PTC finally decided to give me a media license of Creo Parametric and Creo Direct. Being a PTC partner I have had access to the software for quite a while now, but wasn’t allowed to write about it. In this series I will explain Creo as I understand it and offer my two cents as well.
They say never judge a book by its cover. This is very true in the case of Pro/ENGINEER. I have never been a fan of the Pro/ENGINEER user interface. Not just the way it works, but even the way it looks. Being a software developer myself I put a respectable amount of thought into how my software looks – the way controls are placed and grouped in dialog boxes, spaces between controls, aspect ratios of windows, stuff like that. Many of you may not find a problem with this dialog box. But I do.
But I’m pretty sure many of you will find a problem with the way the X, Y and Z letters look in the screenshot below.
Absolutely horrendous. No other words to describe this. What were the folks at PTC thinking? How the hell did this pass through QA? Take a look at this screenshot of the “Render” ribbon tab. Just look at the icons.
Really? What is this crap? Looks like PTC is using the icons created a couple of decades ago. I haven’t seen a worse looking CAD software in my lifetime. And I don’t think I ever will.
I’m not sure I get the point here. Is PTC trying to portray Creo as a tried and tested antiquated piece of software? I thought the point of rebranding Pro/ENGINEER to Creo was to make it look like a next generation thing.
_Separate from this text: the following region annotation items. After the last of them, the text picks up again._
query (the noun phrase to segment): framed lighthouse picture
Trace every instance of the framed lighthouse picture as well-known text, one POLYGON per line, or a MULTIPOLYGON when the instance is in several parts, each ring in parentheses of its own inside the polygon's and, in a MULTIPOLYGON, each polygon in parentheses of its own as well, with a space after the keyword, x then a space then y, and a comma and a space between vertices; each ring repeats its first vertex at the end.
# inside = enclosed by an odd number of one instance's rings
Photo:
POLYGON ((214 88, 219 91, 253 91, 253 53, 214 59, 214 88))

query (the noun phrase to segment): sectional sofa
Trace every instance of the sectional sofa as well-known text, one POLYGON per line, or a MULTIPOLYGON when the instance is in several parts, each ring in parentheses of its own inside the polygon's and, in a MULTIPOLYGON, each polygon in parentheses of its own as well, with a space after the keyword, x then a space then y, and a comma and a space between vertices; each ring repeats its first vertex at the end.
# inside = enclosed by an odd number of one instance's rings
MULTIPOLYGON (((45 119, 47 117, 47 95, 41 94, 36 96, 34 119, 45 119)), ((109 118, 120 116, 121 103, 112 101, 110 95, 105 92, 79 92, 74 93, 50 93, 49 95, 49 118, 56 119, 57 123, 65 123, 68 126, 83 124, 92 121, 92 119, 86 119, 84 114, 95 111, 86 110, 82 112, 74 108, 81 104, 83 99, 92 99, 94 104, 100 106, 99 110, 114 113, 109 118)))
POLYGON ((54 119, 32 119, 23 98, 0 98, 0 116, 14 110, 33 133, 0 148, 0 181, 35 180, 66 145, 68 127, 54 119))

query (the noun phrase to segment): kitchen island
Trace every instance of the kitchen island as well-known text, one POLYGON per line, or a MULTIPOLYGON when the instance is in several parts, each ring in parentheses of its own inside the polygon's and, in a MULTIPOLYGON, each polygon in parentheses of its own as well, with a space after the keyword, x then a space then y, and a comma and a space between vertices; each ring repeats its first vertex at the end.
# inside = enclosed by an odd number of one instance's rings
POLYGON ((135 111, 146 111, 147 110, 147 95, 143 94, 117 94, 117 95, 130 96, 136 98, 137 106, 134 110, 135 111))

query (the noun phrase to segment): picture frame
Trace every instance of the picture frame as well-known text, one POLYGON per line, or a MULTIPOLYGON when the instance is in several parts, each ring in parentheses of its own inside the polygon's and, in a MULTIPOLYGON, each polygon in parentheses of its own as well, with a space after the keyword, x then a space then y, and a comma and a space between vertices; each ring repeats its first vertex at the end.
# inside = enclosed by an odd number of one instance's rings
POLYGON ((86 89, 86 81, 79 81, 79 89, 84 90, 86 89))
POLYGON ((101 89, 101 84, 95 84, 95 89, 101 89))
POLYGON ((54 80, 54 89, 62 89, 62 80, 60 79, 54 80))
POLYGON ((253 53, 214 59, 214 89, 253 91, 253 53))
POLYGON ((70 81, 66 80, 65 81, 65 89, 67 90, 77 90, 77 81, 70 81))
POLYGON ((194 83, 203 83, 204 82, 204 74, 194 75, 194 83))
The UI of Creo reminds me of the time I listened to disco music on a audio cassette player.
OK, enough of bitching about the user interface of Creo. In the next part I’ll explain Creo Parametric and Creo Direct.
Part 2 >>
Geoff Hedges of PTC Marketing left a comment referring to the icons as temporary placeholders that were not correctly replaced before shipping Creo. He adds that the problem will be fixed in the next maintenance release of Creo which is due to be out in November.